Technically a few other things changed. We use join_core rather than join_map because that is the method that consumes arranged inputs (and it wants something like an iterator for output, even though we have just output for each match). But, this will maintain just one copy of interned and re-use it six times!


Intermission

It was at this point that I proposed some homework. The industrious reader was invited to take the recently introduce sweet join tech to try and perform those joins above without maintaining six copies of the the six_tuples collection, each with progressively fewer strings and more integers.

Let’s return to our story, and see where the author goes next.


Update (“The next day”)

Hey I tried that homework up above.
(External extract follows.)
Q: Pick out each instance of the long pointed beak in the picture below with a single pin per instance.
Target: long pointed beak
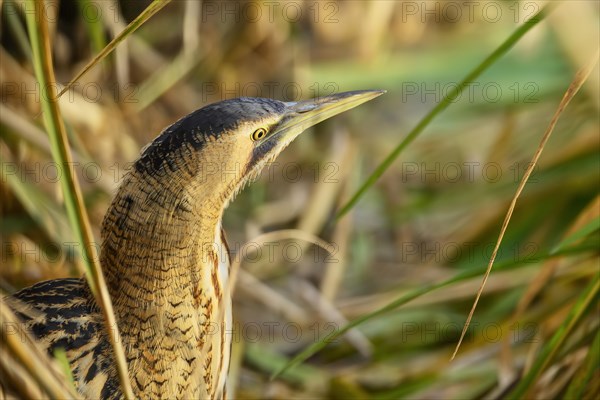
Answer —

I bet you did too, right? Pretty hard, huh?

Despite being pretty sure that the dogsdogsdogs project has positive implications, I think you still need to keep around the original [String; 6] data somewhere, because if any string identifiers change you’ll need to push the changed [usize; 6] records.

Of course, if we naively indexed each [String; 6] keyed by each of the six fields we are actually doing worse than above, recording each string six times. So, that sucks. How do we avoid keeping six copies (or more, for numbers larger than six) of the input data around indexed different ways?

How do real databases do this? Can we not just steal from them?

Yes we can.

Row Identifiers IN DIFFERENTIAL DATAFLOW

In a great many database systems and schemas, when you introduce new records to a relation that does not otherwise have a primary key, you automatically get an auto-incremented “row identifier” added in that acts as a primary key. This row identifier lets you speak about the rows without slogging all of their data around all over the place. When performing joins and such a database system can just track the row identifiers involved (and perhaps the subset of attributes) rather than the potentially kilobytes of per-record payload.

Let’s do that IN DIFFERENTIAL DATAFLOW!

Specifically, let’s assign row identifiers in differential dataflow so that we can more efficiently intern strings, but at the same time we’ll come up with a great way to implement relational joins. The first one is probably more important, right?

Let’s imagine we start with some collection of string six-tuples:

let horror: Collection<_, [String; 6]>;

and what we want most is to assign unique identifiers to each six-tuple.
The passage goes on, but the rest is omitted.